It doesn't affect your phone that you don't pay attention, your children do

What is the first thing you do when you wake up, look at the phone or kiss your son? Surely many parents respond first, and it is not surprising, since more than half of smartphone users consult their mobile in the first 15 minutes of the day. We no longer know how to live without these little devices to which we are increasingly hooked, and to those who may even let's spend more time than our own children.

We do not realize the dependence we have on the phone, but we already talk about the new distracted parenting or when we look more at the mobile than our children. Children grow up too fast and if we miss their childhood while looking at the mobile screen, we will regret it. Why It doesn't affect your phone that you don't pay attention, but your children do.

Parents hooked on mobile

We are watching the mobile at all hours, also when we are with our children. When we go down the street with them, when we pick them up at school, when we are with them at home, during dinner and sometimes, even when it comes to accompany them to bed.

We do it without being aware of valuable time we stopped being with them for paying attention to the mobile.

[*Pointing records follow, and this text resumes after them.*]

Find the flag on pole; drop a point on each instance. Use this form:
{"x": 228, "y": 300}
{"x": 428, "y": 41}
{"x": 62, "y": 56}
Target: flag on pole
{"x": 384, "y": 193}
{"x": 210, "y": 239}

In Babies and more "I was being the father I never wanted to be", a father's message about the use of mobile phones in front of our children

At the same time the abusive use we make of the mobile is the culprit of a new figure of physically present and yet absent parents. That is to say, we are next to them physically, but we are not paying the attention they deserve. We are not what we should be. If we really want to share "real" time with our children, being on the phone every so often is incompatible.

Disconnect from the mobile and connect with your children

The mobile interferes with communication with our children, besides being a bad example of responsible use. We cannot demand that you leave your mobile if we live hooked.

It does not imply that we have to disconnect completely because today it would be something incompatible with our lifestyle, but it does rationalize its use for the benefit of our children. We could spend all day connected, but surely for our children we can answer a message, look at Facebook or play with that application at another time.

Some tips to disconnect from the mobile:

It is not easy when you have become accustomed to consulting the mobile screen at all times, but we give you some tricks that you can put into practice:

  • Leave your cell phone at home when you go out with your children.
  • Do not answer calls or messages you can expect when you are with your children.
  • Place the mobile in a basket when sitting at the table with the family.
  • Silence the mobile when you are with your children.
  • Put on schedules for mobile use: leave it for times when you are not with your children, such as when they are at school or after bedtime.

Your children will be children only once

Children are affected by our hyperconnection much more than we believe. Instead of looking them in the eye when they speak to us, we look at the screen; Instead of getting involved in their games, we are absent, instead of being interested in how they are, we are more aware of what happens on Instagram. It is normal for them to feel ignored.

The worst, and the saddest, is that our children end up getting used to ignore them. And since they don't demand attention, we don't give it to them either. This causes them to isolate themselves, to no longer even strive to tell us their things, marking a greater distance with our children, less communication and less time together.

Parents, let's wake up! (and I also apply the advice). That the mobile does not load our family life or make us the parents we do not want to be for our children.

They need our time, they need us to pay attention, Is not that difficult, right? Let's dedicate time to our children, to share with them moments of play, conversations and fun without the phone getting in the way.